8. The computer program product according to claim 6, wherein the merging of the accounts further includes enabling pre-payment of the customer organization in a single transaction.
9. The computer program product according to claim 6, wherein no workload is executed in the account owned by the facilitating system that is responsible for the commitment.
10. The computer program product according to claim 6, wherein the combining, adding, and subtracting further includes obtaining permission from the customer to move the project into and out of the customer's organization.
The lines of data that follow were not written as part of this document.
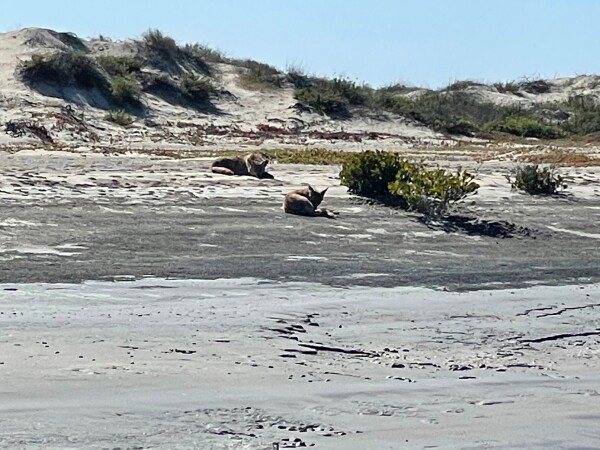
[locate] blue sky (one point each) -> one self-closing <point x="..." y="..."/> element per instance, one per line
<point x="423" y="42"/>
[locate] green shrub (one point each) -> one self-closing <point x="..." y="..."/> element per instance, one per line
<point x="525" y="126"/>
<point x="119" y="117"/>
<point x="535" y="180"/>
<point x="69" y="68"/>
<point x="196" y="89"/>
<point x="432" y="191"/>
<point x="370" y="173"/>
<point x="120" y="65"/>
<point x="125" y="90"/>
<point x="386" y="176"/>
<point x="156" y="41"/>
<point x="583" y="112"/>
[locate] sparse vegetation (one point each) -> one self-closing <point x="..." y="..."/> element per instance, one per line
<point x="536" y="180"/>
<point x="525" y="126"/>
<point x="509" y="87"/>
<point x="161" y="44"/>
<point x="255" y="75"/>
<point x="203" y="53"/>
<point x="331" y="97"/>
<point x="120" y="117"/>
<point x="120" y="65"/>
<point x="64" y="69"/>
<point x="392" y="179"/>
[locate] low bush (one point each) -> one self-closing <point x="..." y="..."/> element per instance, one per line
<point x="432" y="191"/>
<point x="370" y="173"/>
<point x="64" y="69"/>
<point x="120" y="117"/>
<point x="331" y="97"/>
<point x="120" y="65"/>
<point x="390" y="178"/>
<point x="535" y="180"/>
<point x="525" y="126"/>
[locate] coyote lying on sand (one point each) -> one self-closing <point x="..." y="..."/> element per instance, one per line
<point x="305" y="201"/>
<point x="252" y="165"/>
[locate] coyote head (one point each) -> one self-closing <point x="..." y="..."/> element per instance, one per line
<point x="315" y="196"/>
<point x="257" y="164"/>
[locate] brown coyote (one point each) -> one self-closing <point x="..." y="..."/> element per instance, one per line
<point x="305" y="201"/>
<point x="252" y="165"/>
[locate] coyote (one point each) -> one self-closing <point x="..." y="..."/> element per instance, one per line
<point x="305" y="201"/>
<point x="252" y="165"/>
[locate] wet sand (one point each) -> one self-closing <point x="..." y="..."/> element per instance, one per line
<point x="146" y="303"/>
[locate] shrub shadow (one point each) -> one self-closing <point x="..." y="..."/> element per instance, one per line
<point x="474" y="226"/>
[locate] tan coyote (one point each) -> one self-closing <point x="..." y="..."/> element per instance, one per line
<point x="252" y="165"/>
<point x="305" y="202"/>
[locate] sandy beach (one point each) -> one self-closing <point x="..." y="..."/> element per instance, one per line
<point x="148" y="303"/>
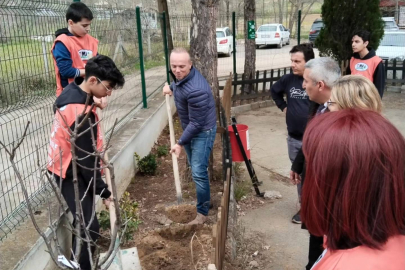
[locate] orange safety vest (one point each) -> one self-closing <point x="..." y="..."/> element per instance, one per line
<point x="60" y="145"/>
<point x="364" y="68"/>
<point x="81" y="50"/>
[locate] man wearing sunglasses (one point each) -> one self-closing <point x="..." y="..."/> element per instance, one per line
<point x="319" y="77"/>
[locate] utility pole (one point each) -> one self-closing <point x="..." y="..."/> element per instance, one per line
<point x="396" y="12"/>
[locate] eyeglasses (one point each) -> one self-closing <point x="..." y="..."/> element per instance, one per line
<point x="330" y="103"/>
<point x="109" y="90"/>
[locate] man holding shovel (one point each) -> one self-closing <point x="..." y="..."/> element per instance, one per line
<point x="196" y="108"/>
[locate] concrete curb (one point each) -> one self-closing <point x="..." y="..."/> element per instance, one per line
<point x="253" y="106"/>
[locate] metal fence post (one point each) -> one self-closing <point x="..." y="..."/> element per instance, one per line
<point x="234" y="41"/>
<point x="299" y="27"/>
<point x="142" y="66"/>
<point x="166" y="48"/>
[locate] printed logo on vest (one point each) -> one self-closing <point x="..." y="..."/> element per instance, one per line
<point x="85" y="54"/>
<point x="361" y="67"/>
<point x="298" y="93"/>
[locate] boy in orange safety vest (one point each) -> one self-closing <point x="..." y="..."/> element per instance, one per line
<point x="102" y="76"/>
<point x="365" y="62"/>
<point x="73" y="46"/>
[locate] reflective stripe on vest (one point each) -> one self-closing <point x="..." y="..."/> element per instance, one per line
<point x="59" y="145"/>
<point x="365" y="68"/>
<point x="81" y="50"/>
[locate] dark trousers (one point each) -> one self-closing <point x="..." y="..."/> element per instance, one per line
<point x="87" y="205"/>
<point x="315" y="242"/>
<point x="315" y="250"/>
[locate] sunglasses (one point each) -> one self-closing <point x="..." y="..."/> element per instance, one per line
<point x="330" y="103"/>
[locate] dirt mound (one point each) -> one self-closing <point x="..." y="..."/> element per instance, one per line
<point x="181" y="213"/>
<point x="170" y="248"/>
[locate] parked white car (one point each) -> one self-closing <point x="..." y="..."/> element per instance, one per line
<point x="392" y="46"/>
<point x="224" y="41"/>
<point x="390" y="24"/>
<point x="272" y="34"/>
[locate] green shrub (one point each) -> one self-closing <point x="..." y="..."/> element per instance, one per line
<point x="162" y="150"/>
<point x="146" y="165"/>
<point x="129" y="217"/>
<point x="242" y="188"/>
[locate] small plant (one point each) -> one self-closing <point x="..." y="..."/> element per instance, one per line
<point x="146" y="165"/>
<point x="104" y="220"/>
<point x="162" y="150"/>
<point x="129" y="215"/>
<point x="242" y="188"/>
<point x="238" y="168"/>
<point x="129" y="212"/>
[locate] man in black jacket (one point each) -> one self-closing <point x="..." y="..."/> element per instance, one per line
<point x="297" y="103"/>
<point x="319" y="76"/>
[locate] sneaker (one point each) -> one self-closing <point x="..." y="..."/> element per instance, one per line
<point x="199" y="219"/>
<point x="297" y="218"/>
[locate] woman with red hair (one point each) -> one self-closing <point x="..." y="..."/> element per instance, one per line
<point x="354" y="192"/>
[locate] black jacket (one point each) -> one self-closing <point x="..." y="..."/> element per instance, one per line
<point x="298" y="165"/>
<point x="379" y="73"/>
<point x="297" y="103"/>
<point x="73" y="94"/>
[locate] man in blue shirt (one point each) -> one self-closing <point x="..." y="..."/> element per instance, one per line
<point x="196" y="108"/>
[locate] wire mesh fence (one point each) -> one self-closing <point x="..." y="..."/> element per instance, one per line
<point x="273" y="51"/>
<point x="27" y="85"/>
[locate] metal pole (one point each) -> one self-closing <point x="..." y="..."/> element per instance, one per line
<point x="142" y="67"/>
<point x="234" y="41"/>
<point x="299" y="27"/>
<point x="166" y="48"/>
<point x="396" y="12"/>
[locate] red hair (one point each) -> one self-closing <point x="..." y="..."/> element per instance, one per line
<point x="354" y="191"/>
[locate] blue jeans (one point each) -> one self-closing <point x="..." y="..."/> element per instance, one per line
<point x="198" y="153"/>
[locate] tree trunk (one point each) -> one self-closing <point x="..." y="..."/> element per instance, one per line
<point x="203" y="42"/>
<point x="162" y="6"/>
<point x="250" y="45"/>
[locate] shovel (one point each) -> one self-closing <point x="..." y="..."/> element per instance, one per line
<point x="174" y="157"/>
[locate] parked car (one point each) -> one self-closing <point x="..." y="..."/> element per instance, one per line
<point x="224" y="41"/>
<point x="315" y="29"/>
<point x="390" y="24"/>
<point x="392" y="46"/>
<point x="272" y="34"/>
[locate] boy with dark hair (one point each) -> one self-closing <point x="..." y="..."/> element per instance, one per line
<point x="73" y="46"/>
<point x="102" y="77"/>
<point x="297" y="104"/>
<point x="365" y="62"/>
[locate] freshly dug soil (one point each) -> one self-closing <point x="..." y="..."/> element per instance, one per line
<point x="181" y="213"/>
<point x="172" y="248"/>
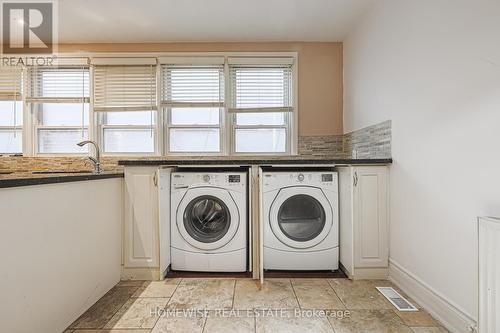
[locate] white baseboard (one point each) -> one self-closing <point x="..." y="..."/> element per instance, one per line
<point x="451" y="316"/>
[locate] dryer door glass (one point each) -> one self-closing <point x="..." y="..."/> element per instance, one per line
<point x="301" y="218"/>
<point x="207" y="219"/>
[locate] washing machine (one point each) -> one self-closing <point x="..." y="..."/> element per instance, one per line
<point x="300" y="217"/>
<point x="209" y="221"/>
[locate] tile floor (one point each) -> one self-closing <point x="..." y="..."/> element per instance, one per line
<point x="194" y="305"/>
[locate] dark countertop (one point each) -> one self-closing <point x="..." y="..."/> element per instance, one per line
<point x="17" y="179"/>
<point x="262" y="161"/>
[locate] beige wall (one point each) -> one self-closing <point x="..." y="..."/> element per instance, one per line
<point x="320" y="75"/>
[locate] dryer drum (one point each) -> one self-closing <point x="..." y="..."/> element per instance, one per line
<point x="207" y="219"/>
<point x="301" y="218"/>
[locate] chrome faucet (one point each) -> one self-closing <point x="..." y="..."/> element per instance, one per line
<point x="97" y="159"/>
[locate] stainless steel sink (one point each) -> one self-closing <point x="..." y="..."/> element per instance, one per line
<point x="56" y="172"/>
11. A system for optimizing coverage for one or more customers of a workload service provider, wherein the system is At least one processor, and Includes memory containing instructions, When the aforementioned instruction is executed, it will cause at least one processor to, for each customer, To receive the on-demand workload usage of the aforementioned customer for N days, Calculate a stable usage baseline based on the data for the aforementioned N days. Calculating the target coverage of the customer, which is a predetermined percentage of the stable usage baseline. A system that allocates a set of commit usage discounts ("CUDs") to cover the aforementioned target coverage.
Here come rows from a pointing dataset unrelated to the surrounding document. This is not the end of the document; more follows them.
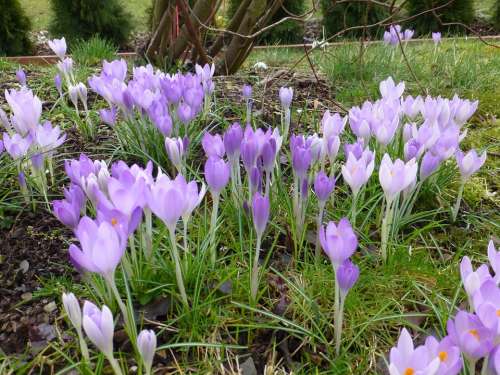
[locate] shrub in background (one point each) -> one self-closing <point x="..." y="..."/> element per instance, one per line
<point x="337" y="17"/>
<point x="14" y="28"/>
<point x="83" y="19"/>
<point x="93" y="51"/>
<point x="458" y="11"/>
<point x="290" y="31"/>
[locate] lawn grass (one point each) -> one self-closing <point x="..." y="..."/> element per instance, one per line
<point x="40" y="13"/>
<point x="419" y="288"/>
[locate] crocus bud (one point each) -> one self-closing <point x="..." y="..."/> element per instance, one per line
<point x="216" y="174"/>
<point x="323" y="186"/>
<point x="286" y="95"/>
<point x="255" y="179"/>
<point x="82" y="93"/>
<point x="436" y="37"/>
<point x="232" y="141"/>
<point x="72" y="308"/>
<point x="108" y="116"/>
<point x="21" y="77"/>
<point x="213" y="145"/>
<point x="396" y="176"/>
<point x="185" y="113"/>
<point x="59" y="47"/>
<point x="146" y="344"/>
<point x="469" y="163"/>
<point x="338" y="241"/>
<point x="260" y="212"/>
<point x="175" y="151"/>
<point x="99" y="327"/>
<point x="73" y="95"/>
<point x="347" y="275"/>
<point x="246" y="91"/>
<point x="58" y="83"/>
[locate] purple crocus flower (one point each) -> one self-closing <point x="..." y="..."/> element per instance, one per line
<point x="175" y="151"/>
<point x="396" y="176"/>
<point x="470" y="335"/>
<point x="102" y="247"/>
<point x="347" y="274"/>
<point x="116" y="69"/>
<point x="487" y="306"/>
<point x="168" y="199"/>
<point x="21" y="77"/>
<point x="26" y="109"/>
<point x="332" y="125"/>
<point x="323" y="186"/>
<point x="436" y="37"/>
<point x="58" y="83"/>
<point x="471" y="279"/>
<point x="405" y="359"/>
<point x="213" y="145"/>
<point x="146" y="345"/>
<point x="469" y="163"/>
<point x="338" y="241"/>
<point x="216" y="173"/>
<point x="246" y="92"/>
<point x="59" y="47"/>
<point x="99" y="327"/>
<point x="389" y="89"/>
<point x="108" y="116"/>
<point x="232" y="141"/>
<point x="185" y="113"/>
<point x="450" y="361"/>
<point x="260" y="212"/>
<point x="429" y="164"/>
<point x="17" y="146"/>
<point x="357" y="171"/>
<point x="286" y="95"/>
<point x="494" y="258"/>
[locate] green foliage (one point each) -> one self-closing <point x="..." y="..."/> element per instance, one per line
<point x="93" y="51"/>
<point x="14" y="28"/>
<point x="461" y="11"/>
<point x="337" y="17"/>
<point x="496" y="16"/>
<point x="290" y="31"/>
<point x="82" y="19"/>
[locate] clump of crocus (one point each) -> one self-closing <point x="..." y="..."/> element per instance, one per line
<point x="340" y="242"/>
<point x="146" y="345"/>
<point x="468" y="164"/>
<point x="99" y="327"/>
<point x="217" y="173"/>
<point x="323" y="187"/>
<point x="260" y="214"/>
<point x="394" y="178"/>
<point x="405" y="359"/>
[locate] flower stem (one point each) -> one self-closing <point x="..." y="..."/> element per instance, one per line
<point x="255" y="270"/>
<point x="178" y="270"/>
<point x="114" y="364"/>
<point x="457" y="203"/>
<point x="386" y="224"/>
<point x="319" y="223"/>
<point x="213" y="227"/>
<point x="338" y="325"/>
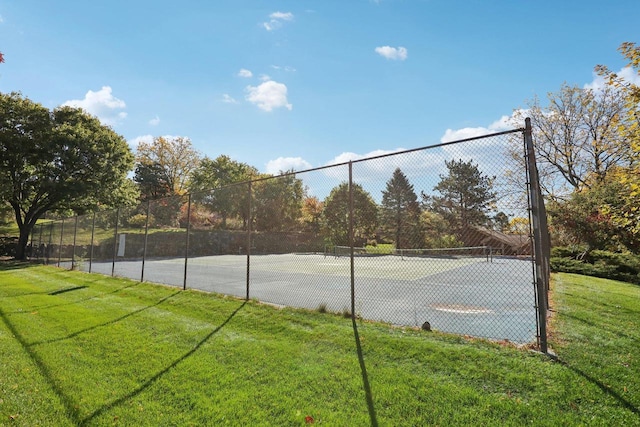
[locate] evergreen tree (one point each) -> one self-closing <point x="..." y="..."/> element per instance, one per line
<point x="400" y="213"/>
<point x="336" y="215"/>
<point x="466" y="198"/>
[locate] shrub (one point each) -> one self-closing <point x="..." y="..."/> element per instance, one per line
<point x="140" y="220"/>
<point x="598" y="263"/>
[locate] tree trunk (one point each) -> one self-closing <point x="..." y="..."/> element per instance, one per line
<point x="23" y="241"/>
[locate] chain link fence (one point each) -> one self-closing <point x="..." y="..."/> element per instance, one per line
<point x="441" y="237"/>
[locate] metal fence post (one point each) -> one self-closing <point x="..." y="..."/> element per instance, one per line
<point x="60" y="245"/>
<point x="115" y="244"/>
<point x="248" y="238"/>
<point x="75" y="235"/>
<point x="537" y="211"/>
<point x="93" y="229"/>
<point x="40" y="244"/>
<point x="186" y="249"/>
<point x="351" y="242"/>
<point x="146" y="236"/>
<point x="48" y="249"/>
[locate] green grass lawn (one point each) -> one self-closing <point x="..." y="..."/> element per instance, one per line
<point x="80" y="349"/>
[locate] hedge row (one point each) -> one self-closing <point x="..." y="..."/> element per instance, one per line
<point x="609" y="265"/>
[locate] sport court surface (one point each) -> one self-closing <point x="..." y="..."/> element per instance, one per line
<point x="462" y="295"/>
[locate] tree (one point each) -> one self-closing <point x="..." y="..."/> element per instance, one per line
<point x="466" y="198"/>
<point x="214" y="183"/>
<point x="60" y="159"/>
<point x="400" y="213"/>
<point x="336" y="214"/>
<point x="175" y="155"/>
<point x="576" y="137"/>
<point x="278" y="203"/>
<point x="626" y="214"/>
<point x="152" y="181"/>
<point x="312" y="214"/>
<point x="587" y="218"/>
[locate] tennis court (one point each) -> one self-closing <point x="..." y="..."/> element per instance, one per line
<point x="471" y="295"/>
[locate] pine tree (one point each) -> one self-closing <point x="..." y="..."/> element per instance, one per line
<point x="467" y="196"/>
<point x="400" y="213"/>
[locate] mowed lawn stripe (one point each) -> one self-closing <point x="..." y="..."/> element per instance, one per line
<point x="86" y="349"/>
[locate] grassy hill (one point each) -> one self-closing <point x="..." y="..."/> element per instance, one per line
<point x="81" y="349"/>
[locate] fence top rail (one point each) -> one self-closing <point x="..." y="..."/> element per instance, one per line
<point x="333" y="165"/>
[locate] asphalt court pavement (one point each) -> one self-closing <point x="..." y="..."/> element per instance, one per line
<point x="466" y="295"/>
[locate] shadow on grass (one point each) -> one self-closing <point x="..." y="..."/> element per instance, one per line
<point x="68" y="403"/>
<point x="602" y="386"/>
<point x="600" y="326"/>
<point x="110" y="322"/>
<point x="150" y="381"/>
<point x="12" y="264"/>
<point x="365" y="377"/>
<point x="45" y="307"/>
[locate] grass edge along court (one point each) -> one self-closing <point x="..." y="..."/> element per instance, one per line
<point x="80" y="349"/>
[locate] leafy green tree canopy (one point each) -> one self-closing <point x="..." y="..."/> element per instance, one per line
<point x="400" y="212"/>
<point x="466" y="195"/>
<point x="214" y="184"/>
<point x="336" y="214"/>
<point x="175" y="155"/>
<point x="60" y="159"/>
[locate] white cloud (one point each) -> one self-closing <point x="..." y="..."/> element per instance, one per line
<point x="285" y="68"/>
<point x="226" y="98"/>
<point x="399" y="53"/>
<point x="268" y="95"/>
<point x="245" y="73"/>
<point x="101" y="104"/>
<point x="283" y="164"/>
<point x="284" y="16"/>
<point x="133" y="143"/>
<point x="276" y="20"/>
<point x="502" y="124"/>
<point x="626" y="73"/>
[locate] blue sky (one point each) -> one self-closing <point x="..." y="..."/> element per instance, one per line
<point x="300" y="84"/>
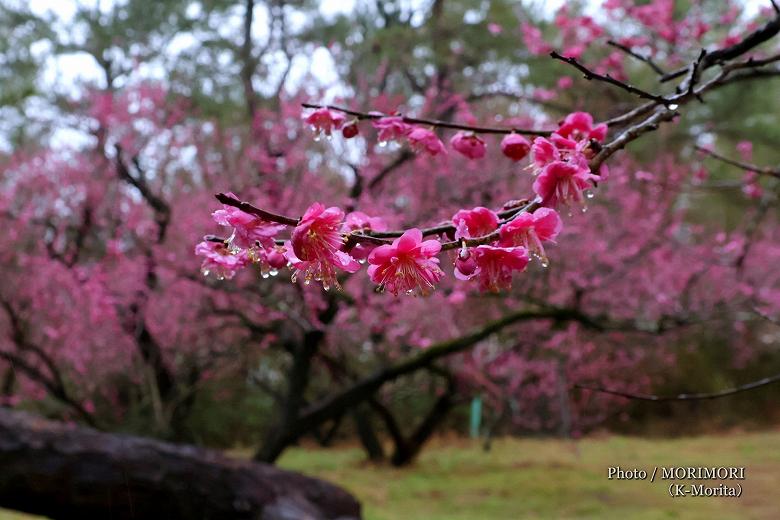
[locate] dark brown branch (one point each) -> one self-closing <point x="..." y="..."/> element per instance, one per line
<point x="229" y="200"/>
<point x="433" y="122"/>
<point x="645" y="59"/>
<point x="683" y="397"/>
<point x="606" y="78"/>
12. The system according to claim 11, wherein the workload service provider is a cloud service provider.
13. The aforementioned predetermined percentage is, A number between 0.75 and 0.90, or 0.85 The system according to claim 11, wherein at least one of the above.
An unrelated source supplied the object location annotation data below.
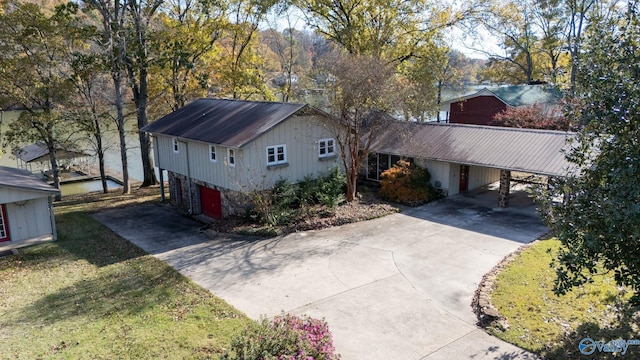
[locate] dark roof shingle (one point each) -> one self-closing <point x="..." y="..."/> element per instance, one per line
<point x="232" y="123"/>
<point x="22" y="179"/>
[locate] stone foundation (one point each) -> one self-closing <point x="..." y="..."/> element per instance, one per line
<point x="505" y="184"/>
<point x="186" y="196"/>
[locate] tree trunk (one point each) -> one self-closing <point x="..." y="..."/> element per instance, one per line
<point x="54" y="166"/>
<point x="149" y="175"/>
<point x="97" y="134"/>
<point x="126" y="188"/>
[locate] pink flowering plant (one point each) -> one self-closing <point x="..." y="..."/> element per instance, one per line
<point x="285" y="337"/>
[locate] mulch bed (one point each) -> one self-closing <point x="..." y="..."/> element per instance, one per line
<point x="314" y="218"/>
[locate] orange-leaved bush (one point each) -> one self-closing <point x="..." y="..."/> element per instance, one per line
<point x="408" y="184"/>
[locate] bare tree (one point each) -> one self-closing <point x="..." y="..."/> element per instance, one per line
<point x="113" y="41"/>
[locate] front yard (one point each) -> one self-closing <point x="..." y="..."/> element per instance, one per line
<point x="93" y="295"/>
<point x="539" y="321"/>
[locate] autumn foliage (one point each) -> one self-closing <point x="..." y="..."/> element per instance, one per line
<point x="408" y="184"/>
<point x="534" y="116"/>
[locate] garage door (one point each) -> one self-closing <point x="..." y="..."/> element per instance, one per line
<point x="211" y="202"/>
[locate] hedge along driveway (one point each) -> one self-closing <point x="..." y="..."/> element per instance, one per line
<point x="396" y="287"/>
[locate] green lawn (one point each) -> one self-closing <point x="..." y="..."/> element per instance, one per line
<point x="93" y="295"/>
<point x="553" y="326"/>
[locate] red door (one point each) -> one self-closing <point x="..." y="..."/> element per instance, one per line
<point x="4" y="226"/>
<point x="464" y="178"/>
<point x="178" y="192"/>
<point x="211" y="202"/>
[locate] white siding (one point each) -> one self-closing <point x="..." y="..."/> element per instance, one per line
<point x="217" y="173"/>
<point x="301" y="135"/>
<point x="29" y="220"/>
<point x="8" y="195"/>
<point x="166" y="158"/>
<point x="454" y="179"/>
<point x="439" y="171"/>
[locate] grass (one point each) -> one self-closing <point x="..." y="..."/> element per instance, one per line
<point x="552" y="326"/>
<point x="92" y="294"/>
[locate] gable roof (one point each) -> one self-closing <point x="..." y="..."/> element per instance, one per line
<point x="22" y="179"/>
<point x="526" y="150"/>
<point x="233" y="123"/>
<point x="516" y="95"/>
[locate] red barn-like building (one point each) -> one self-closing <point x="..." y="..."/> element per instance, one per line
<point x="480" y="107"/>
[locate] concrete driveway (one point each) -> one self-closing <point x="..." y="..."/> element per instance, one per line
<point x="398" y="287"/>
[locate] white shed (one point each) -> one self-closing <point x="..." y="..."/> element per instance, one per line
<point x="26" y="209"/>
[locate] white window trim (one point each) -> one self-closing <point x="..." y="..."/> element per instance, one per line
<point x="230" y="156"/>
<point x="215" y="153"/>
<point x="275" y="153"/>
<point x="174" y="145"/>
<point x="326" y="146"/>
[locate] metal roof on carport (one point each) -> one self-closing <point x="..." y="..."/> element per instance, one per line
<point x="526" y="150"/>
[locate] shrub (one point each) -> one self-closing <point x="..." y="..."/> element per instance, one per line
<point x="285" y="202"/>
<point x="285" y="337"/>
<point x="408" y="184"/>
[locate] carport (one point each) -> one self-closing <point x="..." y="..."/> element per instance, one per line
<point x="461" y="158"/>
14. The system according to claim 11, wherein the data for the N days is data for either 30 days or 31 days.
15. The system according to claim 11, wherein, when the instruction is executed, it further causes the at least one processor to transfer the CUD from the facilitating system to the customer in order to satisfy the target coverage.
16. The system according to claim 11, wherein, when the instruction is executed, it further causes the at least one processor to perform a recent time baseline verification process to determine whether the stable usage baseline has changed.
17. The stable usage baseline is a first stable usage baseline, and the recent time verification process is To obtain a window of on-demand workload usage data for the most recent M hours, To determine whether the on-demand workload usage data for the most recent M hours falls below the stable usage baseline, and If the answer is "yes", To generate a second stable utilization baseline of on-demand workload utilization for the most recent M hours, and The system according to claim 16, comprising using the second stable usage baseline to calculate the target coverage of the customer.
18. The one or more customers are multiple customers, and when the instruction is executed, it further causes at least one processor to: Determine whether any customer's CUD exceeds those target coverages. The system according to claim 11, wherein in the first optimization, CUDs are moved between oversupplied customer billing accounts and undersupplied customer billing accounts.
19. The system according to claim 18, wherein in the first optimization, if all customer billing accounts are supplied beyond their respective target coverage, the CUD may be moved to the billing account up to the then operational stable usage baseline of the customer billing account.
20. When the aforementioned instruction is executed, it further causes at least one processor to: Determine whether any customer remains oversupplied after the first optimization. If the answer is "yes", The system according to claim 18, wherein the excess coverage is reallocated to full coverage, firstly based on stability and savings rate, and secondly based on minimizing waste.